The repository root holds the installable lewron/ package plus supporting directories (there is no nested lewron/lewron/):
lewron/ # installable package (import as `lewron`)
├── api.py # public entry points: run_pipeline, run_stage, revise_stage, reset_stage, reset_substep, regenerate_report, run_explorer
├── cli.py # `lewron` console script
├── __main__.py # enables `python -m lewron`
├── orchestrator.py # toolbox stage sequencing + checkpoint/escalation flow
├── bootstrap.py # stage 0 — mode + build-depth inference
├── state.py # run state (written to state.json)
├── note.py # LLM-driven run-report writer (notes/report.md)
├── llm.py # model roles + ModelConfig
├── io.py / io_utils.py # checkpoint handlers; artifact read/write
├── prompt_input.py # multi-line terminal input for interactive prompts
├── install.py # runtime backend (CosmoTransitions) install
├── exceptions.py # PhysicsFailure, MechanicalRepairExhausted, AuditFailure
├── reset.py # reset a stage and its downstream outputs
├── dof_identify.py # stage 1a — symmetry analysis
├── tree_level.py # stage 1b — tree-level derivation (substep pipeline)
├── tree_level_canonicalize.py # ·· stage-1b sidecar canonicalization helpers
├── schema_repair.py # ·· shape-only repair of a stage-1b substep sidecar
├── renormalization.py # stage 2a — counterterm derivation
├── potential_t0.py # stage 2b — T=0 potential class code generation
├── potential_finiteT.py # stage 3 — thermal masses + finite-T potential code
├── audit.py # auditor dispatcher + shared helpers
├── audit_stage1b.py / audit_stage2a.py / audit_stage3.py # per-stage auditors
├── theory/ # deterministic SymPy CAS helpers for generated stage-1b scripts
├── code_assets/ # static runtime assets copied into a run's code/ (finite-T tables, basis translator)
├── explorer/ # interactive Claude Agent SDK session + experience library
├── prompts/ # stage system prompts
├── skills/ # per-stage convention specs + CosmoTransitions failure catalog
└── types/ # Pydantic artifact models (state, model_spec, thermal_masses, …)
# repo-root siblings of the package:
schemas/ # JSON Schemas exported from lewron/types/
scripts/ # maintenance scripts (export_schemas.py, …)
examples/ # example inputs and their run folders
docs/ # user documentation
tests/ # pytest suite
pyproject.toml # packaging + `lewron` console-script entry point
environment.yml # conda environment
If you use LeWRON in research, please cite the companion paper, arXiv:2606.19425.
LeWRON is an early public release, and contributions are welcome. The directions we most hope to integrate in the future:
- The Explorer module. Contributions to the interactive exploration layer — new physics priors, search strategies, and deliverable types — are especially welcome.
- A Mathematica symbolic backend. The toolbox derivations currently run on SymPy; a Mathematica backend validated against the same stages would broaden and cross-check the symbolic engine.
- Broader model coverage.

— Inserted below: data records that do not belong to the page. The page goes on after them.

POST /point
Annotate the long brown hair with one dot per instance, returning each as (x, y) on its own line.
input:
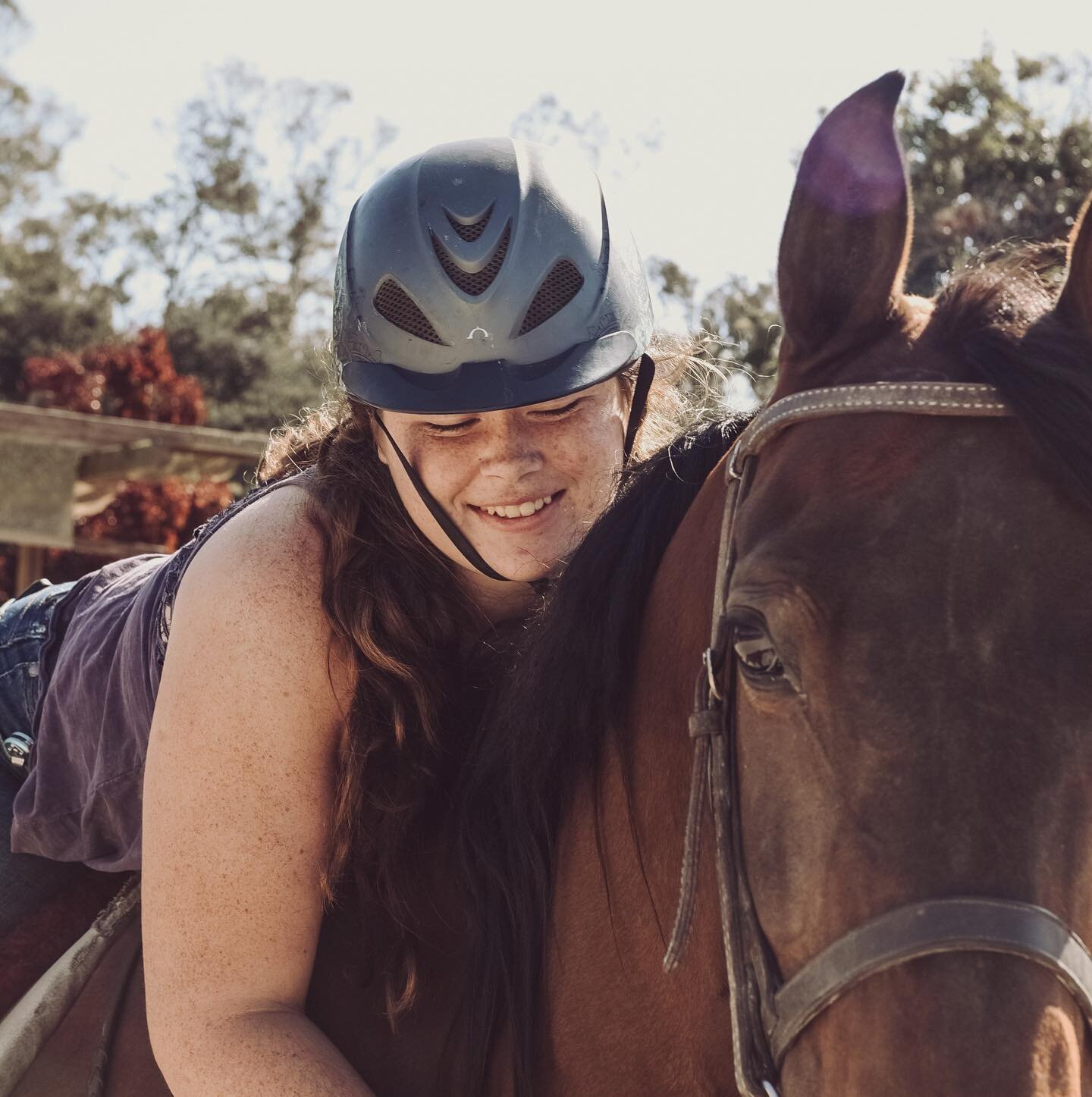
(395, 603)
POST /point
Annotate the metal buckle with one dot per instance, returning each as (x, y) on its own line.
(707, 660)
(17, 748)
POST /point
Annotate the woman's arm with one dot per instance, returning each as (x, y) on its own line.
(237, 799)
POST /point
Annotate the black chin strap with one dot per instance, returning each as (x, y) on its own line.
(442, 519)
(645, 375)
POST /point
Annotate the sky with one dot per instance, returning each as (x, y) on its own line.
(733, 90)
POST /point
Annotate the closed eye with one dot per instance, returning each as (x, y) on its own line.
(557, 412)
(449, 428)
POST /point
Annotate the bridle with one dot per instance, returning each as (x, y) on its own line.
(768, 1014)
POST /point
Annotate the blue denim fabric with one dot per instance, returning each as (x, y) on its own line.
(26, 881)
(24, 628)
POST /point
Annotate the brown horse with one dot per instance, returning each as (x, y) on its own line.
(912, 700)
(911, 709)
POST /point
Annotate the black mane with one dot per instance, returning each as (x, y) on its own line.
(552, 719)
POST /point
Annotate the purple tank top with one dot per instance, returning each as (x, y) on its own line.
(81, 799)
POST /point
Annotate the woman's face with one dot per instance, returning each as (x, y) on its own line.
(522, 485)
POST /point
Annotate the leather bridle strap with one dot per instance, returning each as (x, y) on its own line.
(915, 397)
(768, 1015)
(925, 929)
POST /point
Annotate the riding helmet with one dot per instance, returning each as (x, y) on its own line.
(485, 274)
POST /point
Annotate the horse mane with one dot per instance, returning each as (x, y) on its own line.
(998, 316)
(554, 716)
(547, 729)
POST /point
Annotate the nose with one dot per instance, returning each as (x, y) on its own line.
(510, 449)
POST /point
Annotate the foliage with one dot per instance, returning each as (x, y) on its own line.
(993, 158)
(246, 258)
(986, 165)
(134, 380)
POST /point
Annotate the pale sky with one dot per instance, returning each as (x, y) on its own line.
(734, 89)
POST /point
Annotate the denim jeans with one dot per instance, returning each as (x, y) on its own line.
(24, 628)
(26, 881)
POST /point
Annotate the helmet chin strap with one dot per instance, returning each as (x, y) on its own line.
(645, 375)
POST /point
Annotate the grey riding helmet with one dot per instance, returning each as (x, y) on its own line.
(485, 274)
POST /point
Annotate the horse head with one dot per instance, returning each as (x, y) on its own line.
(911, 638)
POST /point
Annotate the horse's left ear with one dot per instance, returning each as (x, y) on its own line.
(1075, 304)
(846, 236)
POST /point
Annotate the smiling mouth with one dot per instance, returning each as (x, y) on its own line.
(516, 510)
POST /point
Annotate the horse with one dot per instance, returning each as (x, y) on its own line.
(886, 716)
(893, 698)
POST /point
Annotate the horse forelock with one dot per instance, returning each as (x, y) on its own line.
(919, 576)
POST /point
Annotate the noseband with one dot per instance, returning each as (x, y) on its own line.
(768, 1014)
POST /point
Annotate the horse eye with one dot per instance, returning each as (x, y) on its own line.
(756, 655)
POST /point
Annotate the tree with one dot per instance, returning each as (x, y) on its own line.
(246, 258)
(991, 158)
(52, 290)
(994, 158)
(136, 380)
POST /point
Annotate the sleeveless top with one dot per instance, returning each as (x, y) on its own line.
(83, 795)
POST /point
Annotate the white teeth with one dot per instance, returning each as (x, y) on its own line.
(520, 510)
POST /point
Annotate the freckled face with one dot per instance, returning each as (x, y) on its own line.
(524, 485)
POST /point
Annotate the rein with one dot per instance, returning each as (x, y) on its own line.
(768, 1013)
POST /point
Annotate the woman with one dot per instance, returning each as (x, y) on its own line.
(287, 690)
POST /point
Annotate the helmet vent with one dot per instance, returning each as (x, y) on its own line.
(563, 282)
(470, 233)
(474, 284)
(394, 305)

Generalizing the pipeline to more BSM models — most demanding for the tree-level derivation (stage 1b).
- Other LLM providers. Testing the API-key path and the Explorer with models from other vendors (e.g. OpenAI / Codex), not only Claude.
- Integration with agentic coding environments. Wiring the first half of the pipeline — the audited symbolic toolbox — into Claude Code or Codex alongside the current framework.
LeWRON takes the W: for Weak scale, and for Win.